The RETI process also revealed that the least-cost solar solution to reaching our target of 33 percent renewable energy by 2020 would consist predominantly of distributed PV. Why? Because state-of-the-art PV is more cost-effective than solar thermal, and tens of thousands of megawatts of PV could be added at the distribution level with little or no upgrading to the existing transmission system required.

2 thoughts on “Distributed renewable energy makes economic & ecological sense

  1. Thanks for this Post, Brian. It is becoming Oh so clear that giant wind farms and solar plants on public lands – all strung together by tens of thousands of miles of huge new transmission lines – are a complete environmental and financial disaster. These destructive projects are all about Big Energy wanting to keep a chokehold on the public so that sky high energy costs can reap profits for a few. So the public can be gouged, and so there is no personal or local energy self-sufficiency. People can be more readily manipulated that way – and even outcomes of elections influenced by energy creating crises.

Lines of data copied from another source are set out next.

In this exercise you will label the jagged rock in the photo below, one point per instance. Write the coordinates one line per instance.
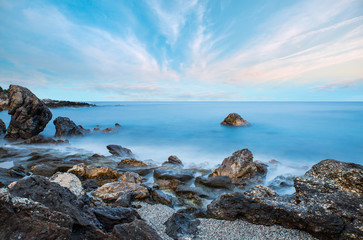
(67, 128)
(327, 203)
(2, 127)
(136, 230)
(70, 181)
(119, 151)
(240, 167)
(29, 115)
(181, 225)
(23, 218)
(215, 182)
(110, 192)
(234, 119)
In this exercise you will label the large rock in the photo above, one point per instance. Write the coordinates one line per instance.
(29, 115)
(67, 128)
(324, 205)
(233, 119)
(23, 218)
(240, 167)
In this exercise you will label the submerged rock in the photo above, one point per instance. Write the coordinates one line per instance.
(29, 115)
(240, 167)
(233, 119)
(327, 203)
(67, 128)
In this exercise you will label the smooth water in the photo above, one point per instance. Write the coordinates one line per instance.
(297, 134)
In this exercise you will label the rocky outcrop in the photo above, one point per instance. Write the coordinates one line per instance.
(233, 119)
(2, 127)
(29, 115)
(240, 167)
(58, 104)
(327, 203)
(67, 128)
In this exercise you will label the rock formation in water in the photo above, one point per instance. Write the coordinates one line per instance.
(234, 119)
(29, 115)
(327, 203)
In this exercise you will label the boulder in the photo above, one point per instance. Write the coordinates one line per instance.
(233, 119)
(67, 128)
(29, 115)
(241, 168)
(181, 226)
(110, 192)
(119, 151)
(327, 203)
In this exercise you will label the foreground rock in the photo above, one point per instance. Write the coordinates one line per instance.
(57, 104)
(327, 203)
(233, 119)
(29, 115)
(241, 168)
(67, 128)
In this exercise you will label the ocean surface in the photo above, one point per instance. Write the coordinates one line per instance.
(297, 134)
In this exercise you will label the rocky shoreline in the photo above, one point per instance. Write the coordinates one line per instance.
(48, 195)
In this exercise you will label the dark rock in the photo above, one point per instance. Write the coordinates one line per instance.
(327, 203)
(240, 167)
(136, 230)
(215, 182)
(233, 119)
(2, 127)
(181, 225)
(29, 115)
(109, 217)
(119, 151)
(67, 128)
(57, 104)
(23, 218)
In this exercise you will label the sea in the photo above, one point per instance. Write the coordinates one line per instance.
(295, 134)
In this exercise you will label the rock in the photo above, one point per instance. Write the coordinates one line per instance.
(2, 127)
(233, 119)
(127, 162)
(29, 115)
(181, 225)
(57, 104)
(136, 230)
(240, 167)
(70, 181)
(23, 218)
(327, 203)
(109, 217)
(110, 192)
(215, 182)
(119, 151)
(67, 128)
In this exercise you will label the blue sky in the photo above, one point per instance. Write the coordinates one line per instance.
(184, 50)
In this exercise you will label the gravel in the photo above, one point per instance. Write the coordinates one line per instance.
(156, 215)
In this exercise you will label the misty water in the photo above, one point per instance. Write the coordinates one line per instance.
(297, 134)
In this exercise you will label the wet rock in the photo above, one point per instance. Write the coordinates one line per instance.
(70, 181)
(2, 127)
(181, 225)
(215, 182)
(136, 230)
(109, 217)
(119, 151)
(29, 115)
(234, 119)
(23, 218)
(110, 192)
(240, 167)
(324, 205)
(67, 128)
(180, 175)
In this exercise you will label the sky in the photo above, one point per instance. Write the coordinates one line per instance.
(184, 50)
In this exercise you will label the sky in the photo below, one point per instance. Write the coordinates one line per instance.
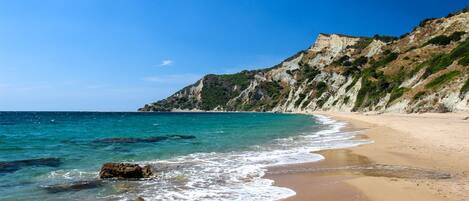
(115, 55)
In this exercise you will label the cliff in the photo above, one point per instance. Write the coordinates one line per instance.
(426, 70)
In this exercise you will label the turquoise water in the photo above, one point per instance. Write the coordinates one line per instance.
(217, 151)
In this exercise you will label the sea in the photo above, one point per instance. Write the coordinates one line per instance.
(198, 156)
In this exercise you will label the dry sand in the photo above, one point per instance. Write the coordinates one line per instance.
(414, 157)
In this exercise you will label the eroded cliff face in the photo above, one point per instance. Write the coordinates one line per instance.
(426, 70)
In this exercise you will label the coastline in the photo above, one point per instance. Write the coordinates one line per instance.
(413, 157)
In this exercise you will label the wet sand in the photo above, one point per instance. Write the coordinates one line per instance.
(414, 157)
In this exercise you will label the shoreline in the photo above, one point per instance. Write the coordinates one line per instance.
(413, 157)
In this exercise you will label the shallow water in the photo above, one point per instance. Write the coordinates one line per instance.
(202, 156)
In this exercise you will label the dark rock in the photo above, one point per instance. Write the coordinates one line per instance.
(75, 186)
(7, 123)
(143, 140)
(124, 171)
(12, 166)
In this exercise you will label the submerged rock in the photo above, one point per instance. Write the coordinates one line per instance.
(144, 140)
(75, 186)
(12, 166)
(125, 171)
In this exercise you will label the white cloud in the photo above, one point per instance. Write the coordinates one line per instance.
(166, 62)
(173, 79)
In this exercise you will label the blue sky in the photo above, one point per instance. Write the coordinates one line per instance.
(111, 55)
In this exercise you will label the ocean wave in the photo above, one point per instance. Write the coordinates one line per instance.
(239, 175)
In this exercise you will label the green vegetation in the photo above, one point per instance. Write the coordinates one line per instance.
(424, 22)
(397, 93)
(375, 85)
(464, 10)
(419, 95)
(437, 63)
(360, 61)
(461, 51)
(445, 40)
(346, 99)
(387, 59)
(218, 89)
(301, 97)
(384, 38)
(354, 81)
(441, 61)
(307, 72)
(362, 43)
(465, 88)
(439, 40)
(437, 82)
(321, 87)
(456, 36)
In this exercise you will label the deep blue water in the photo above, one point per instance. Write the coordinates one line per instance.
(219, 144)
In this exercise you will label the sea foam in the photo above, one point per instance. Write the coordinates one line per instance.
(238, 175)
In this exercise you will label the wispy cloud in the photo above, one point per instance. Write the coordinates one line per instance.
(173, 79)
(166, 62)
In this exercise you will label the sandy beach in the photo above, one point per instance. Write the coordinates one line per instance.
(412, 157)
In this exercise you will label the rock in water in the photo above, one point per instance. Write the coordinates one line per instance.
(12, 166)
(124, 171)
(74, 186)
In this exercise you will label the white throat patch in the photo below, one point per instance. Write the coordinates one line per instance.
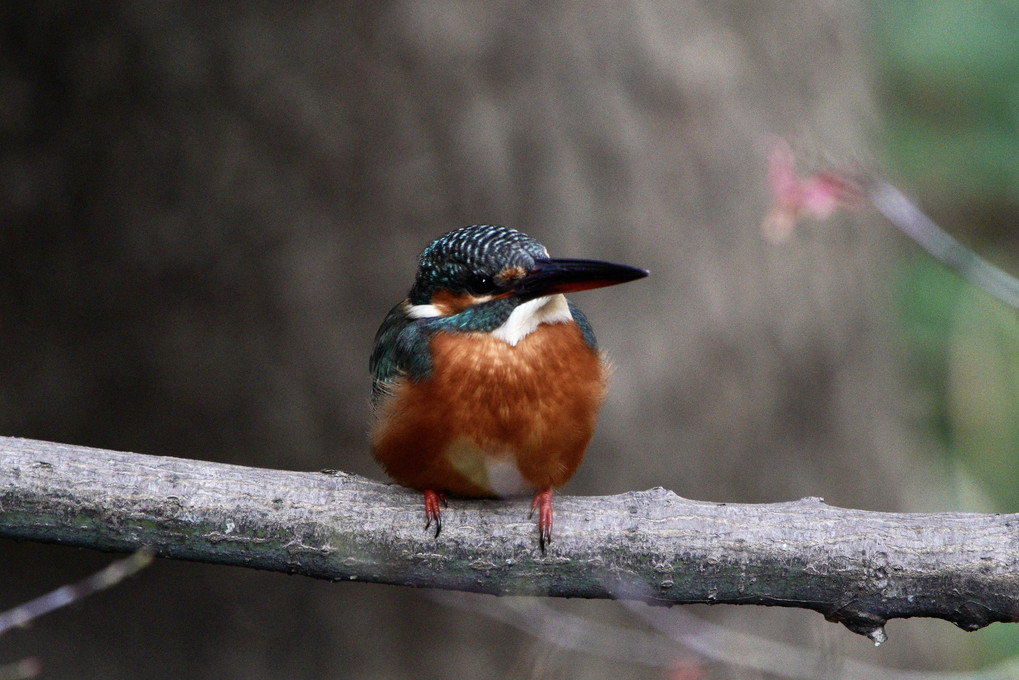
(528, 316)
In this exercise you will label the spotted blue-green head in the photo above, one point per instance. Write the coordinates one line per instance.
(487, 261)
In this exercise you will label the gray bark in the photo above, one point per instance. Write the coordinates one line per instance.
(855, 567)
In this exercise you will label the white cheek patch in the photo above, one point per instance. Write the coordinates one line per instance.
(526, 318)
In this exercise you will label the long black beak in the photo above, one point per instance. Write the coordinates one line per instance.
(560, 275)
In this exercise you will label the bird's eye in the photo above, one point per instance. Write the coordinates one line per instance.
(479, 284)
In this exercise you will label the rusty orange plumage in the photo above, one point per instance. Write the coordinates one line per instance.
(487, 381)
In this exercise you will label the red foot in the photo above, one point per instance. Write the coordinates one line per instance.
(432, 511)
(543, 503)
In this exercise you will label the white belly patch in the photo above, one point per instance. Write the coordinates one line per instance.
(492, 471)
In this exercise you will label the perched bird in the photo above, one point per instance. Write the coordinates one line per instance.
(486, 380)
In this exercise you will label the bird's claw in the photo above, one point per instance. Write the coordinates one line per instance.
(543, 504)
(433, 512)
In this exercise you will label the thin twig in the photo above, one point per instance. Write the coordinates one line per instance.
(944, 247)
(67, 594)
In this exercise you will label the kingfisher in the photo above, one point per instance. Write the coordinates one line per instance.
(486, 381)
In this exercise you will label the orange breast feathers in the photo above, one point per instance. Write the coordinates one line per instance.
(493, 419)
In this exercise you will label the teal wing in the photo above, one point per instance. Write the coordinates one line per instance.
(386, 363)
(585, 326)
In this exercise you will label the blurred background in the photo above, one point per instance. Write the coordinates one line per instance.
(206, 209)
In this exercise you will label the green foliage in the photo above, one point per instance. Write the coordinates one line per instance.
(950, 74)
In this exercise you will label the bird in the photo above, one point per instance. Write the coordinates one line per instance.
(486, 381)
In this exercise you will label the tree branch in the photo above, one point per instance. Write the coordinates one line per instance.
(855, 567)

    I’m wondering: Is there an way to find out WHO in Congress has investments in these destructive “renewables”? Or WHO in Congress has investments in speculation on them – since more and more it seems that speculation and Ponzi schemes – and keeping those who put money into speculation drives Congressional action.

  2. Good luck with this line of thinking; you are, of course, on exactly the right track in terms of what is good for the environment, the public, the economy, our national security and resiliency in response to any sort of threat or natural disaster. A decentralized system or, as you put it, a distributed system is preferable in pretty much every way, except that it does not centralize control in the hands of the corporate vampires. If you give each household or local neighborhood the ability to generate a significant portion of their own energy and, by doing so, encourage them to realize that, with a little bit of conservation, they could even start to live within that envelope, then how are the vampires going to be able to squeeze the public every time they need another vacation home in the Yellowstone Club or another beach house in Aruba or another airplane or yacht. Why civilization as we know might come to an end and the last things the vampires want is for us to get a glimpse of what kind of civilization we could build without them. At the root cause level, it isn’t about the environment or about one kind of energy versus another as far as the vampires are concerned; they don’t care about such things. The Wall Street bankers never cared about the toxic mortgages they were bundling into even more toxic derivatives. For them, it’s all about concentrating power (no pun intended) in fewer hands and the money that results from gaining people dependent on that kind of monopolistic hold. You might get them to go to renewable energy forms, but decentralized anything? Good luck.